L'Assemblée nationale est l'une des deux chambres,
avec le Sénat, du Parlement. Elle est composée de 577 députés élus au
suffrage universel direct et est renouvelée intégralement tous les 5
ans.
Elle a été créée le 17 juin 1789 mais n'a repris son
nom originel qu'en 1946. Ce sont les députés du Tiers-État qui,
considérant qu'ils représentaient " les quatre-vingt-seize centièmes au
moins de la nation ", se sont proclamés " Assemblée nationale ".
L'ELABORATION ET L'ADOPTION DES LOIS
L'Assemblée nationale détient, conjointement avec le
Sénat, le pouvoir d'adopter et de discuter les lois, dont l'initiative
appartient au Premier ministre (projet de loi), ou aux sénateurs et aux
députés (proposition de loi).
La Constitution énumère les matières législatives
(article 34) c'est-à-dire les sujets qui doivent être traités par des
lois votées par le Parlement.
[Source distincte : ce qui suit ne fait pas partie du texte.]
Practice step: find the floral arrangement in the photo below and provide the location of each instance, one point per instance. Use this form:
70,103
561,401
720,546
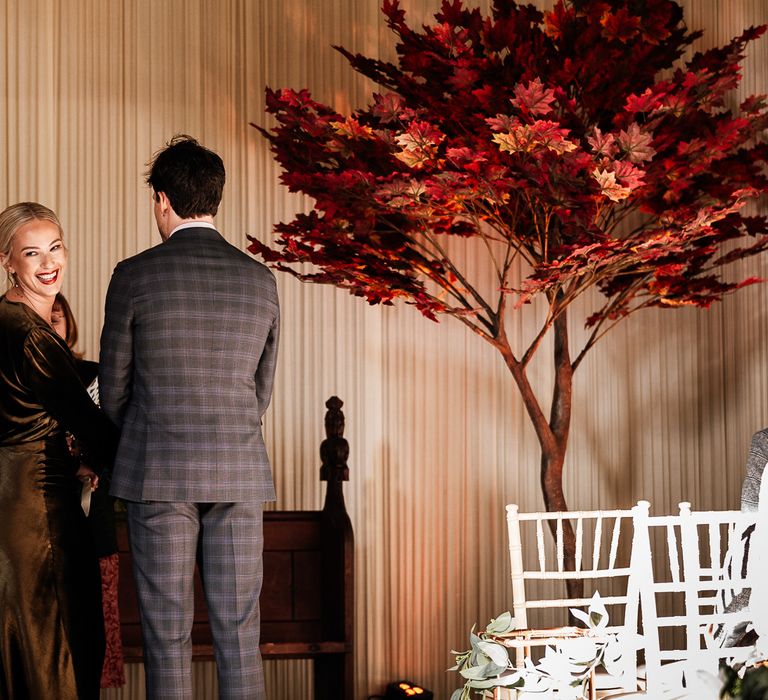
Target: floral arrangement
565,668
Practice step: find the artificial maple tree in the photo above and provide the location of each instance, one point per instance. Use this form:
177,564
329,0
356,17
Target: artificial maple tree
574,144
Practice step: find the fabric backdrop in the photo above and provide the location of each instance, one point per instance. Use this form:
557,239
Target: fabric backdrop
663,407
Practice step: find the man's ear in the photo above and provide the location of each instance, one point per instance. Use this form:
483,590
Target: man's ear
163,201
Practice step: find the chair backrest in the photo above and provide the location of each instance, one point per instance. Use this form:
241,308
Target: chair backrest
695,562
603,545
603,549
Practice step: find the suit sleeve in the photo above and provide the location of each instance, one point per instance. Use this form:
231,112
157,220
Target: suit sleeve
265,373
758,456
116,348
54,378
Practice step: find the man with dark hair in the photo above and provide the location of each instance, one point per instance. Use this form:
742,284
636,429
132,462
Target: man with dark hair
187,362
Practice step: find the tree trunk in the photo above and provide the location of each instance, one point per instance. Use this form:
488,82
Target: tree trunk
552,460
552,433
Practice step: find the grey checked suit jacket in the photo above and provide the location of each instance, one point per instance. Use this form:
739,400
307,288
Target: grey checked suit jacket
186,367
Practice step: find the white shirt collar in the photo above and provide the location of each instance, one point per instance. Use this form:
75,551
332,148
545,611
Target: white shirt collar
192,224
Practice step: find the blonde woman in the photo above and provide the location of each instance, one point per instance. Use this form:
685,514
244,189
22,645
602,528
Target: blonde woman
51,625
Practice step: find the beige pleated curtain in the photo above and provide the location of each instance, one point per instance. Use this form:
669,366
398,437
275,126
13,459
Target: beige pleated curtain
663,408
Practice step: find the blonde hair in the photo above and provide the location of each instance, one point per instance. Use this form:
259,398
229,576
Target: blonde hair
13,218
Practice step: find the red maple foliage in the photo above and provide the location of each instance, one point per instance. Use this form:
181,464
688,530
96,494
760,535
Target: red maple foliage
576,139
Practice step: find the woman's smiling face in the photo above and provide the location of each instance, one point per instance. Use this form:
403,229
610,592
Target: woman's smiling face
38,258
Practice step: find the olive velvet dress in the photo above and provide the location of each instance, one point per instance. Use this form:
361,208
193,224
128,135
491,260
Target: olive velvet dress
51,625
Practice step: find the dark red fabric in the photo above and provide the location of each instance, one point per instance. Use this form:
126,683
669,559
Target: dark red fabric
113,672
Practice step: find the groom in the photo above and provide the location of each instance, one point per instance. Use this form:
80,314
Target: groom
186,369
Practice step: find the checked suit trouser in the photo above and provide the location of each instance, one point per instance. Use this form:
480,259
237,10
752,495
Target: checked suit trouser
227,541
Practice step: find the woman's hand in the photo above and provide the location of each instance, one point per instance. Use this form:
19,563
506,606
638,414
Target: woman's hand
86,474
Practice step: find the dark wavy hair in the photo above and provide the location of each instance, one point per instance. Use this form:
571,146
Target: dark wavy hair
190,175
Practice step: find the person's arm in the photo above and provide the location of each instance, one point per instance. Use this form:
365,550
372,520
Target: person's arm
265,373
758,456
116,349
53,377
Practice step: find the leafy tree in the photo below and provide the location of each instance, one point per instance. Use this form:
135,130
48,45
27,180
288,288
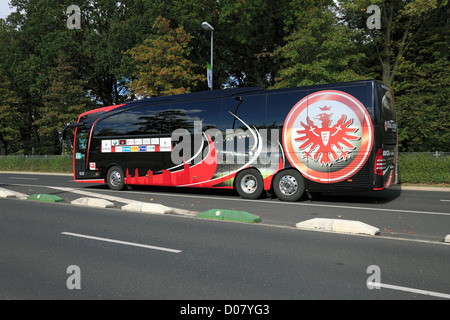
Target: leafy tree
319,51
162,63
401,22
422,90
64,100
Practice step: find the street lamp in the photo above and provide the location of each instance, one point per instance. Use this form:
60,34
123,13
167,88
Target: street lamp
208,27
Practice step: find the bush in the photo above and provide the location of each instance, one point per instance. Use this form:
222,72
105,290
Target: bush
36,163
424,168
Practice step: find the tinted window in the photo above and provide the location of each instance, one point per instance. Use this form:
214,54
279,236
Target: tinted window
250,109
161,119
280,104
186,113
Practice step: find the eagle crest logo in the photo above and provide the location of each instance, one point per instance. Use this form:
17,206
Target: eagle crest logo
326,142
328,136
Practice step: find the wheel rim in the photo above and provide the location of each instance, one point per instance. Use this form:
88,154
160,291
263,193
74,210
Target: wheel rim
249,184
288,185
115,179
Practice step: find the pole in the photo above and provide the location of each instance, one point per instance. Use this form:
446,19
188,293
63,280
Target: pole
212,40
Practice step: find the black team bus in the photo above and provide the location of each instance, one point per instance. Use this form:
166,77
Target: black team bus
324,138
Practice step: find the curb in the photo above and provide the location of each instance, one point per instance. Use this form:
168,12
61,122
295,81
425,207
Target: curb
45,198
339,226
229,215
147,208
93,202
5,193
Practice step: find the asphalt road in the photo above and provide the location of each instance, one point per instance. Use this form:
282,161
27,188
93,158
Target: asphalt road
127,255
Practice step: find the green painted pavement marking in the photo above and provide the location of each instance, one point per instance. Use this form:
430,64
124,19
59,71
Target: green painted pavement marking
45,198
229,215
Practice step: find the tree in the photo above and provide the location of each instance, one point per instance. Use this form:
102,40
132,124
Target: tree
401,22
319,51
422,91
64,100
162,62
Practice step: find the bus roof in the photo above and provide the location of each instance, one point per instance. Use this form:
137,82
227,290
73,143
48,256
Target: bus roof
213,94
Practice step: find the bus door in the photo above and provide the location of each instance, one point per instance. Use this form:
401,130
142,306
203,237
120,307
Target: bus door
80,153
Les questions qui ne relèvent pas du
domaine de la loi ont un caractère réglementaire. Elles relèvent de la
compétence du Gouvernement qui agit par décret en veillant à respecter
les lois et la Constitution.
Le Gouvernement peut exceptionnellement demander au
Parlement d'intervenir pendant un délai limité, dans un domaine qui
relève normalement de la loi. Il procède alors au moyen d'ordonnances
qui seront ultérieurement soumises à la ratification du Parlement
(article 38).
Les deux assemblées exercent conjointement le
pouvoir législatif. Dans ce cadre, elles examinent successivement les
projets et propositions de loi qui sont transmis de l'une à l'autre
jusqu'à ce que les textes soient adoptés dans les mêmes termes.
Si les deux assemblées ne parviennent pas à se
mettre d'accord sur un texte de loi, et si le Gouvernement le lui
demande, c'est le texte adopté par l'Assemblée nationale qui l'emporte.
Si l'on constate que la conciliation est impossible entre les deux
assemblées après l'intervention d'une commission mixte paritaire
composée de 7 députés et de 7 sénateurs, le Gouvernement peut demander
à l'Assemblée nationale de statuer en lui donnant " le dernier mot ".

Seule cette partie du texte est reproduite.